Once again though, while what used to be amazing about Pee Wee’s Big Adventure is how Burton was able to replicate the experience of the show. What’s amazing now, is that Burton’s personality was already so fully formed, even within the strictures of a well defined strictures of another Artist’s cemented persona. Sure Reuben’s discovering that there is in fact no basement at the Alamo, or his dance to Tequila, are all him. But the film’s most famous sequences.
Like Large Marge:
Or his dream sequence:
That nightmarish blend of silent cinema, stop motion, Harryhausen, story told around the campire, and something that I don’t know what the fuck it is, is there from the start. This is the basic’s of The Burton aesthetic, and the fact that it remains omni present in everything he touches, speaks to me not of his laziness, but his strength as a filmmaker.
Take Charlie And The Chocolate Factory, which aside from Planet Of The Apes (which I will admit to never having seen) is easily Burton’s most maligned film. It’s hard to think of a movie less receptive to a remake then Willy Wonka And The Chocolate Factory (Perhaps Planet Of The Apes but the idea that anyone would do that is laughable). It takes a lot of work for a film to become both a beloved family classic and a symbol for The Counter Culture. And by taking on such a sacred cow, Burton seemed to be inviting as many people to be as pissed off at him as possible.

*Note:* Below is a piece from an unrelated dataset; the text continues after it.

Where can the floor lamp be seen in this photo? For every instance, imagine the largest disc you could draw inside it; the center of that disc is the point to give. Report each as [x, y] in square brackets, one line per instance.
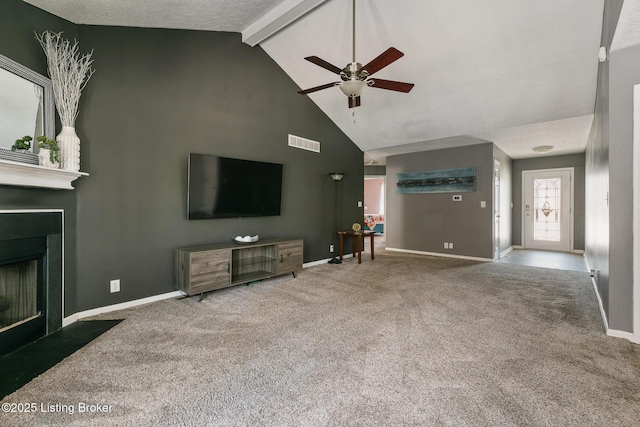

After all isn’t this exactly the filmmaker that his detractors say Burton has become? A corporate shill willing to lend his “Barton Fink” feeling to anyone willing to write him a check? A lazy artist just going through the motions telling other people’s stories?
It doesn’t help that Johnny Depp didn’t get the memo that we are supposed to think that Wonka, if not likable is at least kind of neat, and thus decided to play him as the love child of Michael Jackson and Carol Burnett. And yet even here as the shilliest man in Shillton I can’t help but find Burton’s presence readily apparent.
Not just in the flaming automatons, and army of identical oompa loompas. Not just in the flares of absurdist humor (Wonka coming back to find his house literally gone), startling minutia of the frames, familiar cast, and Elfman score. That’s all just the dressing.
Instead I find Charlie And The Chocolate Factory, to be Burton’s most personal film. Given the fact that it was made around the birth of his first child, and marriage to Carter, Burton’s potrayl of Wonka as an aging wunderkid finding a family for the first time makes sense as an autobiography.
You see I agree with the detractors on one thing. I don’t know if Tim Burton knows quite who he is as a filmmaker anymore. I think The period from Pee Wee to Ed Wood, when he was just a cool cult filmmaker, is distinctive from Mars Attacks to The Corpse Bride, where he has probably been the closest to a director as Superstar this side of Tarantino. I think Tim Burton is coming to terms with what Tim Burton means, I think with Todd you see him working out his darkest side of the spectrum, and with Alice if the PG rating is any indication, you’ll see him working out the lightest version of such.
After all, this really only makes sense, as Burton, or at least his persona has changed so markedly over the last couple of years. The man who once infamously quipped that he was far more upset by the death of his Chihuahua then his Father, and set about selling himself as THE UBER Goth, has remade himself in the image of a family man, who is unafraid to be photographed smiling.
Far from an artist stuck in stasis I find Burton one whoses always evolving. I for one can’t wait to see where he goes next.